Product of Translation

• The polypeptide, which will fold into a protein.

Polyribosomes

• Multiple ribosomes translating the same mRNA simultaneously.
• Increases protein production.

Bound Ribosomes

• Ribosomes that are attached to a membrane (e.g., endoplasmic reticulum).
• Bound ribosomes are actively elongating a polypeptide.
• Signal recognition particles (SRPs) move ribosomes to membranes via signal peptide the polypeptide.
  • All ribosomes start as free ribosomes.
  • Grab the polypeptide which drags where it should be for bonding:
    • E.g.

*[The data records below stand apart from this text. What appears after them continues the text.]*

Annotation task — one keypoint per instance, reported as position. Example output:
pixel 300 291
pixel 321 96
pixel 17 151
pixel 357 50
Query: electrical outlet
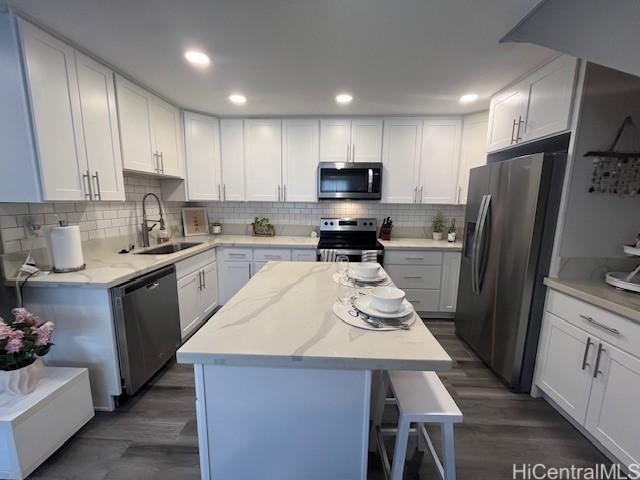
pixel 32 229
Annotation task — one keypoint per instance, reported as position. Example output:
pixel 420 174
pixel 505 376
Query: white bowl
pixel 386 299
pixel 366 269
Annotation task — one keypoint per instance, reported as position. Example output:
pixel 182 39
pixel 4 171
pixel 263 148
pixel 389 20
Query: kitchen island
pixel 283 386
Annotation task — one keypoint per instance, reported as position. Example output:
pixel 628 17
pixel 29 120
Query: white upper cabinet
pixel 202 145
pixel 536 107
pixel 134 105
pixel 150 130
pixel 263 160
pixel 75 122
pixel 473 150
pixel 366 140
pixel 300 154
pixel 232 159
pixel 167 135
pixel 507 109
pixel 550 91
pixel 351 140
pixel 335 140
pixel 57 120
pixel 100 126
pixel 401 159
pixel 440 157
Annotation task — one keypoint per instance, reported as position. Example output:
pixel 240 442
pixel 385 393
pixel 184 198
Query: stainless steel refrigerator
pixel 509 227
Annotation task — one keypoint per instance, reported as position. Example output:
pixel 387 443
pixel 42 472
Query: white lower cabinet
pixel 197 290
pixel 428 277
pixel 235 271
pixel 612 417
pixel 584 368
pixel 188 301
pixel 565 374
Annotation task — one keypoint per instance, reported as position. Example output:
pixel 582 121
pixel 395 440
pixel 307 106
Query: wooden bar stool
pixel 422 399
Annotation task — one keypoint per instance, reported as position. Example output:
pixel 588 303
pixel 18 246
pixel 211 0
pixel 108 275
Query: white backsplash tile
pixel 114 219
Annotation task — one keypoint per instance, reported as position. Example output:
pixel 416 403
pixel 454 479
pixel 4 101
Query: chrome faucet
pixel 145 221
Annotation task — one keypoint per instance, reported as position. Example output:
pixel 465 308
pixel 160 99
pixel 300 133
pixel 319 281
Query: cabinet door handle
pixel 520 122
pixel 87 176
pixel 585 364
pixel 98 194
pixel 594 322
pixel 596 369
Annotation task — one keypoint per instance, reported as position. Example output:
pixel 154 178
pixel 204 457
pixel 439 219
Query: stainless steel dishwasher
pixel 147 325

The ER for transport and secretion.

Protein Synthesis in Prokaryotic Cells

• Transcription and translation occur simultaneously in the cytoplasm.
• Ribosomes bind to mRNA while it is still being transcribed.

Mutations and Alleles

• Mutations in genes can lead to new alleles.
• Mutations alter the genetic code.
• Every allele that is in us originated from a mutation in cells.

Point Mutations

• Change in one nucleotide pair.
• Two types:
  • Base pair substitution: One pair replaced by another.
  • Base pair insertion or deletion: Adding or removing a pair.

Missense Mutations

• A base pair substitution that causes a change in the amino acid sequence.
• An example is sickle cell anemia.

Silent Mutations

• A point mutation that has no impact on the amino acid sequence.
• May happen because multiple codons code for the same amino acid.

Nonsense Mutations

• A point mutation that changes a normal codon into a stop codon.
• Results in a truncated, non-functional protein.

Frameshift Mutations

• Caused by base pair insertion or deletion.
• Changes all codons downstream from the mutation.
• Leads to massive missense or nonsense.

Mutagens

• X-rays.
• UV radiation.
• Chemicals.
• Cause mutations by altering DNA.

Inheritance of Mutations

• Mutations must occur in sperm or egg cells (gametes) to be passed to future generations.
• Otherwise they are not passed to offspring.
• That is why during radiation in the waist areas are blocked to protect egg/sperm cells.